For Phelps, it's one and counting

Updated: August 14, 2004, 9:28 PM ET
Associated Press

ATHENS, Greece -- Michael Phelps wasn't taking any chances.

The night before, he fired up by watching the movie "Miracle."

While on deck at the Olympic pool, he had Eminem's "'Till I Collapse" blaring in his headphones. Before climbing atop the starting block, he stared down the 50-meter strip of water.

"I was more ready for this," Phelps said, "than I've ever been."

Now the first gold's out of the way.

He's an Olympic champion -- just like Mark Spitz.

Phelps began his quest to overtake Spitz's 1972 record haul of seven gold medals with a dominating performance in the 400-meter individual medley, breaking his own world record Saturday night and claiming the first U.S. gold medal of the Athens Games.

It was a rousing start to the much-anticipated Olympic swim meet. Before the night was done, Ian Thorpe won his second straight gold in the 400 freestyle -- a race he got into only through the generosity of an Australian teammate -- and Jenny Thompson was denied her record-tying ninth gold medal when she gave up the lead to Australia on the final leg of the 400 free relay.

"It was a change of pace for me to be passed by someone," Thompson said. "It's usually the other way around."

The Aussies got the upper hand in their spirited swim rivalry with the Americans, winning two of the night's four races. But the powerful U.S. team claimed five medals in all, more than any other country on the first of eight days at the sweltering outdoor pool.

Phelps and teammate Erik Vendt got things started with a 1-2 finish. Phelps touched the wall in 4 minutes, 8.26 seconds, while Vendt was more than 3½ seconds behind but good enough for silver at 4:11.81.

Phelps is just getting warmed up. He will likely swim in eight events, giving him a chance to break Spitz's record at the Munich Games.

So far, Phelps is following the script of the greatest swimmer in Olympic history: All seven of Spitz's wins were in record time.

"I'm a little bit less nervous," said Phelps, 19, of Baltimore. "I've got one off my shoulders and can relax a little bit." Phelps was clearly locked in as he strolled on deck with a towel around his neck, using it to wipe down the starting block.

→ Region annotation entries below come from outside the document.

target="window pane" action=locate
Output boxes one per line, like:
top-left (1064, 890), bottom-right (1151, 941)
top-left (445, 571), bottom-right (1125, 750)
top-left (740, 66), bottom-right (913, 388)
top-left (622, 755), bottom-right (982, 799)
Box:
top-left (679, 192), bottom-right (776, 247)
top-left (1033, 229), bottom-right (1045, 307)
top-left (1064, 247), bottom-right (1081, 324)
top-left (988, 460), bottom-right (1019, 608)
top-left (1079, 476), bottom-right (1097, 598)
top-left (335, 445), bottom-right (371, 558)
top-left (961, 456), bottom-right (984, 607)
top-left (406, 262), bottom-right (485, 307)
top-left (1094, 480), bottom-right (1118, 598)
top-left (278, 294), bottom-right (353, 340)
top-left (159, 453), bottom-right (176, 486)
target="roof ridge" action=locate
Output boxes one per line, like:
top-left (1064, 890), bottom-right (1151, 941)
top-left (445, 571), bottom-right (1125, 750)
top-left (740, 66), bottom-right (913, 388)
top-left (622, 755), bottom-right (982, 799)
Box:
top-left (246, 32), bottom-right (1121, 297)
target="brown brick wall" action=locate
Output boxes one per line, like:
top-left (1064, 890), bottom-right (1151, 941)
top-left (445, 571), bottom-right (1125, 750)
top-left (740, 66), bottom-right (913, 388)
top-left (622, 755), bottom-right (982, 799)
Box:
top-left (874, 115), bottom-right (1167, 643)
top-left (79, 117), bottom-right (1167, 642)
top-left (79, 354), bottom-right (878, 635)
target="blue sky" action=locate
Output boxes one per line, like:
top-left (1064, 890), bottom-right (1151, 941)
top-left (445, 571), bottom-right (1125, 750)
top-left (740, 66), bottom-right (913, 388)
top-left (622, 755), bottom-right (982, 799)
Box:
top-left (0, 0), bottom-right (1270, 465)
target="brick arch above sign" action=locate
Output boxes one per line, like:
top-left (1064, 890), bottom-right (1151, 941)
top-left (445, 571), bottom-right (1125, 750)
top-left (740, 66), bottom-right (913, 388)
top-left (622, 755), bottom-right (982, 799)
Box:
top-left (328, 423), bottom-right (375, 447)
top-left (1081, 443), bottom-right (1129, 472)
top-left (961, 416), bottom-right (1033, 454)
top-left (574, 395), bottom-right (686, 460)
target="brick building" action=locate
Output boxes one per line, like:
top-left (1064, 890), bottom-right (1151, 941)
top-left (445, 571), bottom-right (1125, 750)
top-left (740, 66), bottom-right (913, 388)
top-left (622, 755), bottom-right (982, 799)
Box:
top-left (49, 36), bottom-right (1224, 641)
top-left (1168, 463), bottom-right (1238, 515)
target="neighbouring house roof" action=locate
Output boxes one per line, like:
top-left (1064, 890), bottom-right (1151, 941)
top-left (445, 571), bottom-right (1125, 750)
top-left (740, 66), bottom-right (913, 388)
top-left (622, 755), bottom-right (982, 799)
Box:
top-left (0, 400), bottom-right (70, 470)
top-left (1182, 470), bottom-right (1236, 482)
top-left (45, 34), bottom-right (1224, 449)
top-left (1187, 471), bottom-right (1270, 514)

He stripped off his warmup suit, took off his headphones and didn't even look up when his name was called.

"He seemed like he was pretty intense," said Phelps' coach, Bob Bowman. "Mentally, he knows what he's up against."

The first gold was easy enough. Phelps had a body-length lead after the butterfly, stretched it to more than three seconds during the backstroke and cruised to victory in the breaststroke and freestyle.

His only challenger was the clock. After touching the wall, Phelps turned quickly toward the scoreboard to see his time -- 0.15 better than the record he set last month at the U.S. Olympic trials.

After a moment of apparent disbelief, he swam across a couple of lane ropes to give Vendt a hug.

"We have one main goal, and that's to emerge as the most dominant Olympic men's team in history," Vendt said. "When he saw I got second, it seemed he was more excited about that than his own race. It just shows the kind of guy Michael is. He's a team player."

During the medal ceremony, Phelps seemed a bit baffled about where he was supposed to stand before getting his award, though he'll probably have plenty of practice over the next week.

He climbed the podium and leaned over to have a gold medal draped around his neck and an olive wreath placed on his head. During "The Star-Spangled Banner," Phelps removed the wreath and held it over his heart -- much like he would a baseball cap -- and quietly mouthed the words.

"I was sitting back enjoying how happy he was," Bowman said. "I don't think I've ever seen him that happy."

Phelps said all along that one gold would make him happy. He sure seemed to mean it as he strolled around the deck, proudly holding up his medal as he posed for photographers.

"My goal is right here," he said, showing off the medal yet again. "I'm perfectly happy. Coming in, I said I wanted one gold medal, and now I have one gold medal."

But, in all likelihood, there are seven more races to go, and Bowman already was looking ahead. Next up: the 400 free relay on Sunday.

"He broke the record without it taking too much out of him," the coach pointed out.